Muhammadiyah
Berpolitik
Hajriyanto Y Thohari ; Kader Muhammadiyah, Mantan Wakil Ketua MPR
|
REPUBLIKA, 07 Mei 2015
Apakah
Muhammadiyah berpolitik? Pasti! Tetapi, tentu saja, berpolitiknya
Muhammadiyah berbeda dengan berpolitiknya partai politik. Sebagaimana diatur
dalam Muqaddimah Anggaran Dasar Muhammadiyah; Kepribadian Muhammadiyah; Matan
Keyakinan dan Cita-Cita Hidup Muhammadiyah; Khittah Perjuangan Muhammadiyah;
Khittah dalam Kehidupan Berbangsa dan Bernegara; dan Pedoman Hidup Islami
Warga Muhammadiyah, serta Keputusan-Keputusan Muktamar dan Tanwir-nya,
Muhammadiyah adalah gerakan Islam, dakwah, dan amar ma’ruf nahiy munkar yang bersifat nonpolitik.
Muhammadiyah
bukan parpol dan tidak berafiliasi dengan parpol manapun. Lantas bagaimana
berpolitiknya Muhammadiyah selama ini?
Dr
Alfian dalam Islamic Modernism in
Indonesian Politics, the Muhammadiyah Movement during the Dutch Colonial
Period 1912-1942 (1989) menemukan bahwa karena Muhammadiyah merupakan
gerakan nonpolitik, keterlibatannya berbeda dengan organisasi lain yang
menjadikan politik sebagai profesinya. Sebagai organisasi nonpolitik,
Muhammadiyah bila dimungkinkan berupaya memainkan peran politik tidak secara
langsung dan terbuka, seperti misalnya dulu menyerahkannya pada SI, PII
(Partai Islam Indonesia), Masyumi, dan Parmusi, sesuai situasi politik
nasional. Tipe-tipe logika situasional inilah yang menentukan modus operandi
dan modus vivendi politik Muhammadiyah.
Hanya
saja, sebagai kelompok kepentingan dengan tujuan keagamaan dan sosialnya,
Muhammadiyah memperlihatkan melalui berbagai cara yang terkadang secara
langsung dan terbuka terlibat politik. Karena itu, Muhammadiyah selama ini
tampak memiliki peranan ketiga sebagai salah satu kekuatan politik yang
diperhitungkan setiap penguasa yang datang silih berganti.
Mungkin
baru akhir-akhir ini saja terutama setelah satu dasawarsa reformasi,
Muhammadiyah terpuruk dalam politik di negeri ini. Apalagi jika politik
didefinisikan secara definitif dengan kekuasaan. Dalam definisi yang sempit
ini "matahari terbit memang sedang tenggelam" dalam jagat
perpolitikan nasional mutaakhir.
Tak
mengherankan jika bukan hanya orang Muhammadiyah yang masygul menyaksikan
fenomena tidak diakomodasinya Muhammadiyah dalam Kabinet Kerja Presiden
Jokowi-JK, melainkan juga beberapa aktivis dan Indonesianis ikut
bertanya-tanya: apa yang sebenarnya terjadi?
Diyakini
semua pihak bahwa Muhammadiyah adalah salah satu pilar dan jangkar NKRI.

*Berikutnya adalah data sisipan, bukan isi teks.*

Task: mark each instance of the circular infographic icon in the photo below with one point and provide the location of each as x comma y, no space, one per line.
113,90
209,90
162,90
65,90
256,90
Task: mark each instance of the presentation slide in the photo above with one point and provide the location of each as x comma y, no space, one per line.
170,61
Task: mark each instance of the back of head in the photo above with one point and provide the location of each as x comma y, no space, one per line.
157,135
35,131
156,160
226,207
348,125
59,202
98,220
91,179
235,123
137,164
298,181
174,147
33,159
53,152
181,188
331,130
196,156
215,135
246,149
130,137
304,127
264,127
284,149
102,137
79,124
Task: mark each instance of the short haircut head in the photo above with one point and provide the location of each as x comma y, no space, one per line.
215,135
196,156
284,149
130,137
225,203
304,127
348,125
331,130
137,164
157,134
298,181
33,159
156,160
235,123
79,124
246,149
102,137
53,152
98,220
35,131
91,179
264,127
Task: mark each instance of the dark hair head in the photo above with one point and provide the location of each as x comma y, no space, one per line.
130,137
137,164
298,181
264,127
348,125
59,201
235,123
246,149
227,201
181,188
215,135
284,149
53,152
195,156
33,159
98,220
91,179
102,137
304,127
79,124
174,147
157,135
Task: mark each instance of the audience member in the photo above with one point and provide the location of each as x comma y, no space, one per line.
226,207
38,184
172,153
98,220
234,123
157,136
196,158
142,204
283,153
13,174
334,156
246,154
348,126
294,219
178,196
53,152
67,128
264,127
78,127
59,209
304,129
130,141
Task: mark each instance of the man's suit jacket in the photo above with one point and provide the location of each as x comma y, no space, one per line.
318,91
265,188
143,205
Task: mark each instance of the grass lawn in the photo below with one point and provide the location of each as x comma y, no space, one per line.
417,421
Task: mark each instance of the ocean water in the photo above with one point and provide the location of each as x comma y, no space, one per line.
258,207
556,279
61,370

Akomodasi politik bagi kekuatan Islam modernis dan moderat ini dianggap
konvensi atau keniscayaan politik. Tetapi, alih-alih diakomodasi,
Muhammadiyah malah dinafikan. Dan ini baru pertama kali terjadi sepanjang
sejarah perpolitikan negeri ini.
Meski
belakangan disyukuri, banyak analisis untuk menjelaskan fenomena pengabaian
Muhammadiyah yang notabene keluar dari kelaziman tradisi politik Indonesia
itu. Dua tokoh cendekiawan muda Muhammadiyah yang sejak awal di lingkaran
pertama pasangan capres yang memenangi Pilpres 2014, salah seorang di
antaranya tetap setia di sana, dengan penuh bahagia memberikan analisis
terperinci dalam enam poin yang kesemuanya sangat masuk akal.
Tetapi
intinya, menurut saya, di atas segalanya, wajah politik Muhammadiyah masih
diwakili sepenuhnya oleh Prof Amien Rais (dengan PAN-nya). Dan semua orang
tahu tokoh ini berada di mana dalam Pilpres 2014.
Maka,
lihat saja, meski ada banyak tokoh kelas satu Muhammadiyah yang mendukung capres
Jokowi-JK, termasuk Buya Syafii Maarif dan Sutrisno Bachir, bahkan ada di
antaranya menjadi tim sukses, tetapi kontribusi politik mereka tidak
mendapatkan konsesi politik di kabinet. Mungkin karena dukungan politik itu
terlalu individual, lugu, dan ikhlas-ikhlasan saja, atau juga fatsun politik
di negeri ini sudah berubah di luar kelaziman.
Walhasil,
keberadaan tokoh berpengaruh Muhammadiyah, termasuk Relawan Matahari
Indonesia (RMI), di sisi politik sebelah sana hanya dianggap bunga-bunga.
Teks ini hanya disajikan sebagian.